Title: There’s Feathers Everywhere But It’s Fine
Pairing: Ryan/Jon
Rating: Pg-13
Summary: Ryan sees feathers. No, no, there are some pieces missing. The first time Ryan sees Jon he sees feathers.
Disclaimer: These boys don’t belong to me and this is all totally fake
Authors notes: Another prompt written for the anon list. I do so many of them but this one jumped out at me right away and I just had to do it.
Ryan sees feathers. No, no, there are some pieces missing. The first time Ryan sees Jon he sees feathers. Bright, white, soft feathers that arch out and glow in the light of the mid afternoon sun. Ryan blinks, once, twice, he rubs the back of his palm across his nose. Jon smiles across the room.
Ryan thinks it must be a side effect of the cocaine.
Back home and Ryan’s with the only person who can really understand him. He waves to that person in the little grimy mirror but he only catches a glimpse of his jaw, white spots like snowflakes on his upper lip. Ryan wipes off the little square of glass on the hem of his shirt and tries to catch sight of his own eyes.
Dark, heavy, foreign.
The phone rings jarringly loud in the echoing silence of his house. Ryan thinks maybe Spencer, maybe Brendon, maybe Alex, someone, anyone who cares. He answers.
A calm voice, the voice of god, Ryan thinks.
“I want to help you,” God says.
Ryan pushes the heavy curtain of bangs that are beginning to curl over his forehead. There’s a calendar hung up on the wall to Ryan’s left, little red circles of dates that used to hold a purpose. Ryan can’t remember what they mean anymore, Alex might’ve left them behind.
“You’re very late.
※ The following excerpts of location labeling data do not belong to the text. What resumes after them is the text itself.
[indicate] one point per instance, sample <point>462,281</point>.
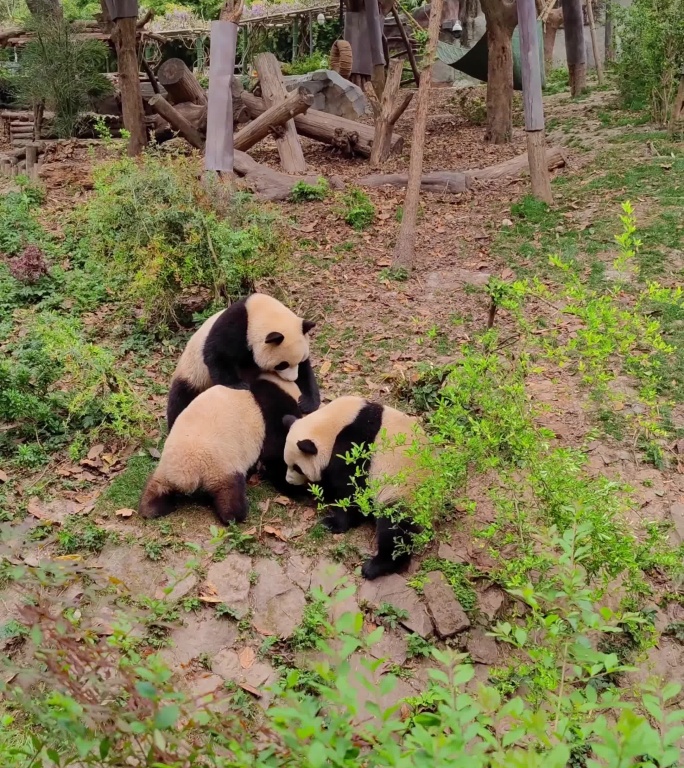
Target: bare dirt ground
<point>373,332</point>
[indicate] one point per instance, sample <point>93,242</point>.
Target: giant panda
<point>217,440</point>
<point>233,346</point>
<point>314,451</point>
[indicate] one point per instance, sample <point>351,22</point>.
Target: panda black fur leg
<point>229,499</point>
<point>393,555</point>
<point>181,395</point>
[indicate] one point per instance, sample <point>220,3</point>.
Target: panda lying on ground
<point>254,335</point>
<point>217,440</point>
<point>313,449</point>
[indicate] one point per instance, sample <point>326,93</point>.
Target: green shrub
<point>651,55</point>
<point>160,232</point>
<point>358,211</point>
<point>62,72</point>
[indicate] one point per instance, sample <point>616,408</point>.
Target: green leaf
<point>167,717</point>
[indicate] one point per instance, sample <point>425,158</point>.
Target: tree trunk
<point>404,251</point>
<point>608,33</point>
<point>575,50</point>
<point>124,38</point>
<point>386,112</point>
<point>594,43</point>
<point>501,21</point>
<point>298,101</point>
<point>346,135</point>
<point>551,27</point>
<point>174,118</point>
<point>273,92</point>
<point>180,84</point>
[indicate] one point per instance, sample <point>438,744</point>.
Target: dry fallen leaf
<point>95,451</point>
<point>247,657</point>
<point>275,532</point>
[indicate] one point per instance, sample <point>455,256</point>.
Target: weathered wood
<point>268,183</point>
<point>273,92</point>
<point>594,43</point>
<point>404,250</point>
<point>532,100</point>
<point>575,51</point>
<point>298,101</point>
<point>124,39</point>
<point>386,110</point>
<point>180,84</point>
<point>176,120</point>
<point>218,155</point>
<point>340,132</point>
<point>460,181</point>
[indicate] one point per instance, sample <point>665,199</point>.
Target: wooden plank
<point>273,92</point>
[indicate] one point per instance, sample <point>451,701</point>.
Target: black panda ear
<point>288,421</point>
<point>307,446</point>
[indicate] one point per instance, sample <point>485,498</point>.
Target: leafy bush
<point>62,72</point>
<point>651,55</point>
<point>358,211</point>
<point>160,232</point>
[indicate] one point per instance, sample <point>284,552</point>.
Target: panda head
<point>305,461</point>
<point>277,337</point>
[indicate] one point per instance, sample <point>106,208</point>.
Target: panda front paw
<point>336,523</point>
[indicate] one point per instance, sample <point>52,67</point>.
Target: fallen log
<point>176,120</point>
<point>297,101</point>
<point>460,181</point>
<point>269,184</point>
<point>344,134</point>
<point>179,83</point>
<point>274,93</point>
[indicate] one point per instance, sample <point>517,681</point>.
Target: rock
<point>447,615</point>
<point>278,603</point>
<point>259,676</point>
<point>482,648</point>
<point>231,579</point>
<point>394,590</point>
<point>179,590</point>
<point>298,570</point>
<point>203,634</point>
<point>677,517</point>
<point>332,93</point>
<point>490,602</point>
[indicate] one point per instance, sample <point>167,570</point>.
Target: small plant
<point>302,192</point>
<point>390,615</point>
<point>358,211</point>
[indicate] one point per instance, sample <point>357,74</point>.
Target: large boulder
<point>331,92</point>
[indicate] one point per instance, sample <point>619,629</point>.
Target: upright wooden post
<point>532,100</point>
<point>594,42</point>
<point>575,50</point>
<point>404,251</point>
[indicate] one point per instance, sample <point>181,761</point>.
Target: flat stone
<point>298,570</point>
<point>677,517</point>
<point>278,603</point>
<point>394,590</point>
<point>490,602</point>
<point>448,616</point>
<point>231,579</point>
<point>202,634</point>
<point>482,648</point>
<point>260,675</point>
<point>179,590</point>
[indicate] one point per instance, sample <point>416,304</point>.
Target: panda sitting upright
<point>314,451</point>
<point>254,335</point>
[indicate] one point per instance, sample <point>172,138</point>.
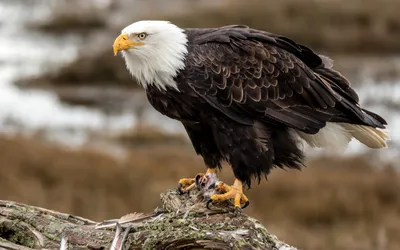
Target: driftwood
<point>182,223</point>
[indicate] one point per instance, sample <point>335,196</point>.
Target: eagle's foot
<point>187,184</point>
<point>226,192</point>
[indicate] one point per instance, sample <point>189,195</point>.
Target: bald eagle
<point>246,97</point>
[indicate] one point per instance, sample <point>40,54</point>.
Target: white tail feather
<point>369,136</point>
<point>336,136</point>
<point>333,136</point>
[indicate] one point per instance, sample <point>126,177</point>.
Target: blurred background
<point>77,134</point>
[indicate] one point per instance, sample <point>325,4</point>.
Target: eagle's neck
<point>159,63</point>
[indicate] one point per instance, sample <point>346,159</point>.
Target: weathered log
<point>182,223</point>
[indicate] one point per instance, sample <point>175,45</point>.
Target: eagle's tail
<point>369,136</point>
<point>336,136</point>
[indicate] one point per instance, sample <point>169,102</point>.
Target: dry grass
<point>332,204</point>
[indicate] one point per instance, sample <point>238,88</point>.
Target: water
<point>25,52</point>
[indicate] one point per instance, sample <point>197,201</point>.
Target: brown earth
<point>332,204</point>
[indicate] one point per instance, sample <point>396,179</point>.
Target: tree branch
<point>182,223</point>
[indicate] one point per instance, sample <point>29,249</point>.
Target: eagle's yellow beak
<point>123,42</point>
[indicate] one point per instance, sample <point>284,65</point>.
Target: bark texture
<point>183,222</point>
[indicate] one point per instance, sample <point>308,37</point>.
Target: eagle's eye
<point>142,35</point>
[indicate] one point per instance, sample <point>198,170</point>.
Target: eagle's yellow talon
<point>234,192</point>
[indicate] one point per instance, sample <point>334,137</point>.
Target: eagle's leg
<point>187,184</point>
<point>234,192</point>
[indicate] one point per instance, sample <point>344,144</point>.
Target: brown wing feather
<point>270,78</point>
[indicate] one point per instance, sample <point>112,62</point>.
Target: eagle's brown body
<point>244,96</point>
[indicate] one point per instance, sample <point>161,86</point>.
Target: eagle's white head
<point>154,52</point>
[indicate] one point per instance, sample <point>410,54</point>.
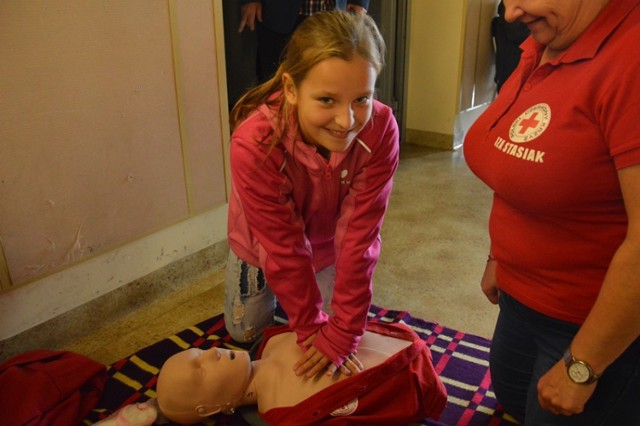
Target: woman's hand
<point>558,394</point>
<point>489,283</point>
<point>314,362</point>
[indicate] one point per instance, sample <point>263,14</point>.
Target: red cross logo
<point>529,123</point>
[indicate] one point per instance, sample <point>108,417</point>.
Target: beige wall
<point>112,146</point>
<point>450,67</point>
<point>436,30</point>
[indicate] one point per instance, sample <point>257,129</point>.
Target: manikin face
<point>211,378</point>
<point>554,23</point>
<point>333,102</point>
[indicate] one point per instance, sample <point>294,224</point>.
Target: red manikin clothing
<point>403,389</point>
<point>54,388</point>
<point>550,146</point>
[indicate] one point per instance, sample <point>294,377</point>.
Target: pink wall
<point>110,126</point>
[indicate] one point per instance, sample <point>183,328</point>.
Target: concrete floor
<point>434,250</point>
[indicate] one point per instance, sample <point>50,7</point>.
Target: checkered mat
<point>460,359</point>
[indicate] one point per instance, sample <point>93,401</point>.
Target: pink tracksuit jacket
<point>292,212</point>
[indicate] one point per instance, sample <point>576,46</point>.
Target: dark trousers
<point>526,344</point>
<point>270,46</point>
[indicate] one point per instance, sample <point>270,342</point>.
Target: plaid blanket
<point>460,359</point>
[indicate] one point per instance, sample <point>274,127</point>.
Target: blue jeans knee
<point>249,304</point>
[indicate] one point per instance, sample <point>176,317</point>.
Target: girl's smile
<point>334,101</point>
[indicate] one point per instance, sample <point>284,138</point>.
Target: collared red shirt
<point>550,146</point>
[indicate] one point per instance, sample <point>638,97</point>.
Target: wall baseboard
<point>38,302</point>
<point>429,139</point>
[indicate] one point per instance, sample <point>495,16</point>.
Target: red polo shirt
<point>550,146</point>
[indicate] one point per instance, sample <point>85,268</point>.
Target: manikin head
<point>193,384</point>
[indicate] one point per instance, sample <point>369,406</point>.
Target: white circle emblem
<point>530,124</point>
<point>347,409</point>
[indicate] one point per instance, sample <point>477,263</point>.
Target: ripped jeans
<point>249,303</point>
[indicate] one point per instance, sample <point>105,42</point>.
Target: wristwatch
<point>579,371</point>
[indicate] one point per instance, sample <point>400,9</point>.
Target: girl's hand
<point>314,362</point>
<point>356,9</point>
<point>488,283</point>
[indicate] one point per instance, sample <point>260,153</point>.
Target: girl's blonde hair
<point>322,36</point>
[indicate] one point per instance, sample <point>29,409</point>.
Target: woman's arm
<point>613,323</point>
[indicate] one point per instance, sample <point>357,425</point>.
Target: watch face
<point>579,372</point>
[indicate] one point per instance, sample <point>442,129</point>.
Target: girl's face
<point>554,23</point>
<point>333,102</point>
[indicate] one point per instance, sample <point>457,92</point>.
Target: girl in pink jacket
<point>312,161</point>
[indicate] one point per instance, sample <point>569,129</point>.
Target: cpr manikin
<point>398,383</point>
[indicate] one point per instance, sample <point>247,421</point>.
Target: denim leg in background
<point>249,303</point>
<point>526,344</point>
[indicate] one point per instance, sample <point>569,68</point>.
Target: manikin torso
<point>280,387</point>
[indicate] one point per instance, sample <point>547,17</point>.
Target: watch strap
<point>569,360</point>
Where were you when I really needed you?” Ryan croaks out. All the times with his dad, when Panic was falling apart, when Alex Greenwald offered him coke for the first time, when everyone abandoned the hollow shell of what was once Ryan Ross. Where was God then?
God says that his name is Jon. Ryan tells him that it’s too average a name for someone as supposedly ‘powerful’ as god. Ryan maybe quotes Mad as Rabbits, the short story he had once started writing, a little and he maybe laughs at his own reference but God…Jon…doesn’t find it as humorous.
“Will you let me help you?” God asks. Ryan blinks down at his own reflection.
“When did I give God my phone number anyway?”
God says that they met on the sidewalk out in front of the rehabilitation center that Ryan had once attended.
‘Ryan, please, just try? For me?’
Ryan had tried but it wasn’t enough for Spencer.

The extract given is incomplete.